Bandarlampung Zona Merah Corona karena Kurang Fokus

BANDARLAMPUNG (29/4/2020) – Terkena zona merah, Pemerintah Kota Bandarlampung dianggap kurang fokus dan serius menangani virus corona, Covid-19, selama ini, mulai dari pemakaian masker, distancing sosial, dan pengalokasian anggaran.

Hingga Rabu Siang, 29 April, 2020, Kepala Dinas Kesehatan Bandarlampung Edwin Rusli masih kaget atas penetapan zona merah.
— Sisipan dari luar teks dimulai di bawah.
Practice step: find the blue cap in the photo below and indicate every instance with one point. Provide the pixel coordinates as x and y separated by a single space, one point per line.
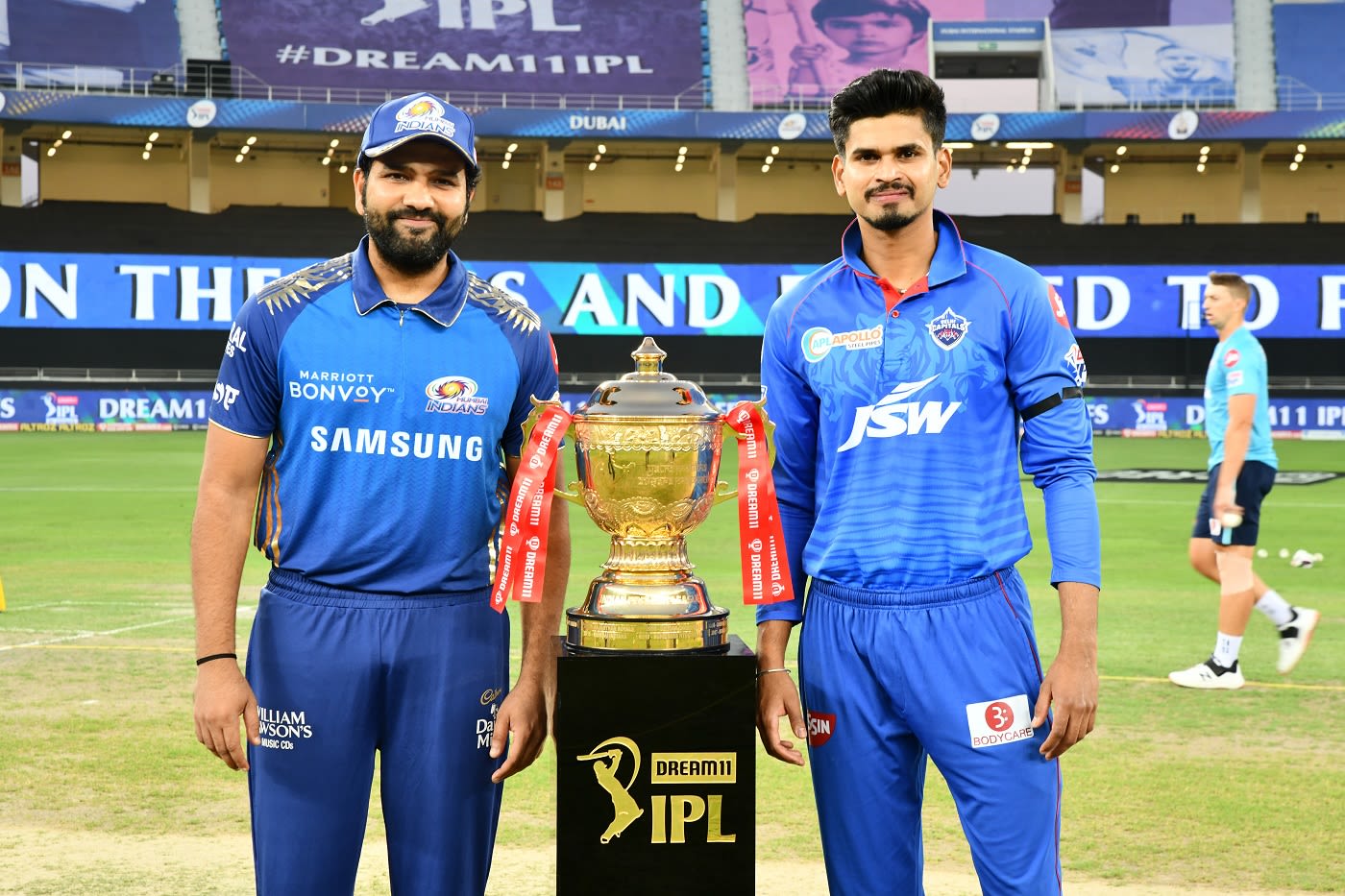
420 114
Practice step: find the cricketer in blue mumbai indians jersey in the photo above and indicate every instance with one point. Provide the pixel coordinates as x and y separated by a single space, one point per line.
406 409
1237 368
897 436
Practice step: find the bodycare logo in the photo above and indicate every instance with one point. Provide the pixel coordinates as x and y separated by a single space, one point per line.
999 721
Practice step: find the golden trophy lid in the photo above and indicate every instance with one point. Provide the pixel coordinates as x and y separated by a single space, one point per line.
648 392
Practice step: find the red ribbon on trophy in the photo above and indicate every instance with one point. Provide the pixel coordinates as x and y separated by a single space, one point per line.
766 569
521 567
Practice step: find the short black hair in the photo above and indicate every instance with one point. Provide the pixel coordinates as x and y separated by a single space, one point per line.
1235 284
884 91
912 10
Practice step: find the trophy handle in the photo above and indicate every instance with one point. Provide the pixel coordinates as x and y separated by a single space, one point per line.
572 496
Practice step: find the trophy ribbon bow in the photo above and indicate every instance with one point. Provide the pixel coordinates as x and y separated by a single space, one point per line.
766 570
522 560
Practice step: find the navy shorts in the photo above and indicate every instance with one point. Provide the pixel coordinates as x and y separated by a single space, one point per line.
1254 483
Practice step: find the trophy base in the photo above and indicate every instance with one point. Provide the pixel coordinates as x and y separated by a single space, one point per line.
587 633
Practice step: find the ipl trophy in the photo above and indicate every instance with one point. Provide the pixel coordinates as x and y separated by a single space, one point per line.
648 451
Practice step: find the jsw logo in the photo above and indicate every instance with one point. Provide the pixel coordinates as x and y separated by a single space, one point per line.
896 417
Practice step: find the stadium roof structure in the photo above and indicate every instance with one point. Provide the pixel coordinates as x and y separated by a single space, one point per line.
49 107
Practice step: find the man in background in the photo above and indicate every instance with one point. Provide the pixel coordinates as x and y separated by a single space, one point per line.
1241 472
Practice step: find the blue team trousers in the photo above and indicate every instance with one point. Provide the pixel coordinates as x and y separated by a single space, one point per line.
891 678
342 674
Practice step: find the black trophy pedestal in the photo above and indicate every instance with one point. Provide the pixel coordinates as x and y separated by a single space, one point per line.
656 774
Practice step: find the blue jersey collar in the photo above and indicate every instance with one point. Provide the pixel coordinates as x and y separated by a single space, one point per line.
443 305
950 257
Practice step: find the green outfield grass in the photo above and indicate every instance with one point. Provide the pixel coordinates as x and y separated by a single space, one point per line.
1174 787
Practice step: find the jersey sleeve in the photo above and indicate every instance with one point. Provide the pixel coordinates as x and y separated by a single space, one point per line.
793 408
246 395
540 376
1046 375
1244 369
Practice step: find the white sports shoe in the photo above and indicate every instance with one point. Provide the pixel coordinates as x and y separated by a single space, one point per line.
1294 637
1208 675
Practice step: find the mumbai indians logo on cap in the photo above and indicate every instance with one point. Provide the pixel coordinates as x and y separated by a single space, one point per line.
948 328
424 113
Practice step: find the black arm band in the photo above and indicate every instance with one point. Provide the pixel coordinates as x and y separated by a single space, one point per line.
1046 403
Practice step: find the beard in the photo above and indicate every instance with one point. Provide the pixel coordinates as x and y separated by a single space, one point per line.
417 254
891 218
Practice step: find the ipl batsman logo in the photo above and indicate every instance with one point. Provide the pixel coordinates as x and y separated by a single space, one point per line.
605 759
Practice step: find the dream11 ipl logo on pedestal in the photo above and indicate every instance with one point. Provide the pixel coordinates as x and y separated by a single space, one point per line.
672 817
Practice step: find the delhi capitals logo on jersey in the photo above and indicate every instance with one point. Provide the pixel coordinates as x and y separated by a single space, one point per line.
948 328
1075 362
454 396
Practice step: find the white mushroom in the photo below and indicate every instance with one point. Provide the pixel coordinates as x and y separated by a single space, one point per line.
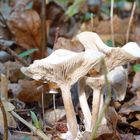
118 80
91 40
114 57
64 68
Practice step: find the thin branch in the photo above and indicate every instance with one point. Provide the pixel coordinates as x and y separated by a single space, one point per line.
130 21
11 52
43 28
107 101
4 120
34 129
111 20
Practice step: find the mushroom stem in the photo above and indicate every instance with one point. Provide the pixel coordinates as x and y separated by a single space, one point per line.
95 106
84 104
70 113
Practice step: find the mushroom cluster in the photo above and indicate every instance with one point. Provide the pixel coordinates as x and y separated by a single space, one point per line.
65 68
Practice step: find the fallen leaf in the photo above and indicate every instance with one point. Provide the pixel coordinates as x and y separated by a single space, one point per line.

Di berbagai media, Wali Kota Herman HN menyampaikan protesnya.

Wakil Gubernur Lampung Chusnunia Chalim mengatakan Pemprov tidak ingin berdebat soal zona merah untuk Bandarlampung. Apalagi  keputusan tersebut resmi dari Kementerian Kesehatan. Ia ingin Pemerintah Kota segera bertindak.

Sekda Lampung Fahrizal juga mengingatkan Pemerintah Kota jangan sampai Bandarlampung terkena PSBB. Ia meminta semua pihak disiplin dalam pencegahan Covid-19, seperti meniadakan keramaian, dan kewajiban memakai masker di tempat umum

Kabid Humas Polda Lampung Kombes Pol Zahwani Pandra Arsyad menyebut Kapolda sudah memerintahkan Kapolres lebih agresif menindak warga yang tidak mematuhi protokol Covid-19, termasuk para pedagang di pasar.

Wakil Wali Kota Bandarlampung Yusuf Kohar juga menyebut jajarannya kurang fokus. Ia melihat pembagian beras dalam pekan ini belum memenuhi distancing sosial. Para petinggi masih memikirkan flyover, gedung parkir, dan Pilkada. Padahal yang dibutuhkan saat ini menangani virus corona dan status zona merah cepat menghilang.